Rising DLL Side-Loading Campaigns and NodeLoader Attacks
The discovery of the Yokai backdoor comes amidst another campaign uncovered by Zscaler ThreatLabz, which leverages Node.js-compiled executables to distribute malware, including:
XMRig – A cryptocurrency miner.
Lumma and Phemedrone Stealer – Information stealers.
Attackers use malicious links embedded in YouTube video descriptions to redirect users to fake websites or MediaFire-hosted ZIP archives disguised as video game cheats. Downloading and extracting the files triggers NodeLoader, a Node.js-based payload downloader.
NodeLoader's Infection Process
Stage 1: NodeLoader fetches a PowerShell script.
Stage 2: The PowerShell script executes the final malware payload.
Notably, NodeLoader uses sudo-prompt, a publicly available privilege escalation module from GitHub and npm, while employing anti-evasion techniques to bypass detection.
Remcos RAT: A Persistent Phishing Threat
Additionally, recent phishing attacks have witnessed a surge in the deployment of the Remcos Remote Access Trojan (RAT) through revamped infection chains.
Two Key Variants:
Visual Basic Scripts (VBS): A VBS file executes a highly obfuscated PowerShell script that ultimately injects Remcos RAT into RegAsm.exe, a legitimate Microsoft .NET executable.
Office Open XML Documents: These documents load an RTF file exploiting CVE-2017-11882 (Microsoft Equation Editor vulnerability) to trigger a VBS script. The VBS then fetches PowerShell to inject the RAT payload into RegAsm.exe memory.
Both approaches emphasize fileless execution, avoiding disk-based storage to evade traditional antivirus solutions.
Proactive Defense Measures
As these advanced malware campaigns evolve—leveraging techniques like DLL side-loading, phishing, and fileless execution—the need for proactive cybersecurity strategies becomes paramount.

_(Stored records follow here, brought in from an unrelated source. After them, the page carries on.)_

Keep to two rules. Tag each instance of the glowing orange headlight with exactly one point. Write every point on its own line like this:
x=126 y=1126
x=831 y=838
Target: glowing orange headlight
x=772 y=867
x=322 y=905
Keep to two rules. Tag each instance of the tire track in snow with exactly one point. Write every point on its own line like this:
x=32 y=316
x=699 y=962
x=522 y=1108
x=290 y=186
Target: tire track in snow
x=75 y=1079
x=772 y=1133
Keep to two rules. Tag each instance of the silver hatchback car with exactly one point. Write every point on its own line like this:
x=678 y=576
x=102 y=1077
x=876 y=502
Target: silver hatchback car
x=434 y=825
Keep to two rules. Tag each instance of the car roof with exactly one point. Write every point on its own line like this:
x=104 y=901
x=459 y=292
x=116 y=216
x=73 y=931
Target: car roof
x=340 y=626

McAfee Labs researchers highlight the increasing danger, stating, "With attackers continuing to exploit phishing emails and malicious attachments, implementing robust security measures is no longer optional—it’s critical."
Key Takeaways:
Yokai Backdoor uses DLL side-loading to target Thai officials, potentially expanding to global targets.
NodeLoader campaigns exploit YouTube links to deliver malware like XMRig and Lumma Stealer.
Remcos RAT resurfaces with fileless techniques and sophisticated multi-stage delivery.